筆音が夜ごと耳に残るようになってから、私は奇妙な癖を持つようになりました。

就寝前、必ず自分の手や指を確かめるのでございます。皮膚が減ってはいないか、爪の形が変わってはいないか——理由は分からぬまま、そうせずにはいられなかったのです。


ある日の講義後、塾監より書生名簿の整理を命じられました。

古い帳面を蔵から運び出し、埃を払いながら頁を繰っておりますと、例の先輩の名が目に留まりました。


名の横には、細い墨で書き添えられた文字がございます。


——「未返却」


何を返していないのか。

塾の蔵書か、学費か、それとも——。


不意に、帳面の余白が目につきました。

本来なら何も書かれていないはずの空白に、私の見覚えのある筆致が、うっすらと残っていたのでございます。


それは、私自身の字でした。


——「代リニ 書ク」


背筋に冷たいものが走りました。

私はこの帳面に、そのような書き込みをした覚えは一切ございません。


その晩、寮に戻ると、机の上に名簿の切れ端が置かれておりました。

昼に扱っていた帳面の、余白部分だけが、きれいに切り取られていたのです。


そこには、さらに続く文字がございました。


——「名ヲ 置イテ 行ケ」


意味が分かった瞬間、喉が鳴り、声が出ませんでした。

名とは、名簿に記される名。

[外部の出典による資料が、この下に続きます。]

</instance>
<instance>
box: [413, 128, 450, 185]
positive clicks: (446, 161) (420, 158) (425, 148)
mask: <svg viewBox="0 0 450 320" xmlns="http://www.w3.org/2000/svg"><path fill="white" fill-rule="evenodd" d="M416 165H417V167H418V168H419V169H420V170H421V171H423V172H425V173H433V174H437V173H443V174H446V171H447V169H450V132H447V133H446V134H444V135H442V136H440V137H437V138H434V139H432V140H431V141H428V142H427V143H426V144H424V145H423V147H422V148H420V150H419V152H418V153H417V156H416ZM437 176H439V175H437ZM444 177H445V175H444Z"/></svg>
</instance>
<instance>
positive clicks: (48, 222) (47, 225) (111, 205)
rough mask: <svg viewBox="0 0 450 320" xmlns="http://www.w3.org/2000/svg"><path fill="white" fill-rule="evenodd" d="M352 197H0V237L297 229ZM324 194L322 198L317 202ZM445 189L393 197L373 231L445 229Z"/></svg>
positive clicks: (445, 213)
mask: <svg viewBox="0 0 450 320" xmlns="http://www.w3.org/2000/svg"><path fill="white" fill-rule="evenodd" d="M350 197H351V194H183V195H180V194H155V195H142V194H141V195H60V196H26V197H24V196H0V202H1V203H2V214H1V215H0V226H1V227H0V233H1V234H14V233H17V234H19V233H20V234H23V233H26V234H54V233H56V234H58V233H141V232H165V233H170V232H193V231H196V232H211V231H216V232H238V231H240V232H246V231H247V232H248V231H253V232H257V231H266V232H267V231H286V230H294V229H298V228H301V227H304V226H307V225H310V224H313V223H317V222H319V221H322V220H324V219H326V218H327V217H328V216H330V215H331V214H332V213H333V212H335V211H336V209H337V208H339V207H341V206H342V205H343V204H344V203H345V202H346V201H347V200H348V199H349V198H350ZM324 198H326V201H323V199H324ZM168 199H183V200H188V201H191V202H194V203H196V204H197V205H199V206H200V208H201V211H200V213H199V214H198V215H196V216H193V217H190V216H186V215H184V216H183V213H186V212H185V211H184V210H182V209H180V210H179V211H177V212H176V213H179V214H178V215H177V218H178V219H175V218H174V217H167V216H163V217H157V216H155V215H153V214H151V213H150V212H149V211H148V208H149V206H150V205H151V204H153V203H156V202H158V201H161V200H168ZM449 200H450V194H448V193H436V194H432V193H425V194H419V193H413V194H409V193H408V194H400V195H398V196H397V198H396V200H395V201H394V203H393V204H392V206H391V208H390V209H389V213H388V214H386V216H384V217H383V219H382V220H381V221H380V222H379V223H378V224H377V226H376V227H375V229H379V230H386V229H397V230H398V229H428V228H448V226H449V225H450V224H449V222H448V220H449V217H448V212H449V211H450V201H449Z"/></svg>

すなわち、存在の証でございます。


夜半、廊下を歩く足音が聞こえました。

ゆっくりと、しかし確かに、私の部屋の前で止まります。


戸の向こうで、紙を繰る音がいたしました。

まるで誰かが、名を探しているかのように。


私は息を殺し、布団の中で身を固くしておりました。

硯と筆が、机の上で、同時に小さく鳴ったことを、今も忘れることができません。


——次は、誰の名が消えるのか。

その答えが、私自身である可能性を、この夜、初めて悟ったのでございます。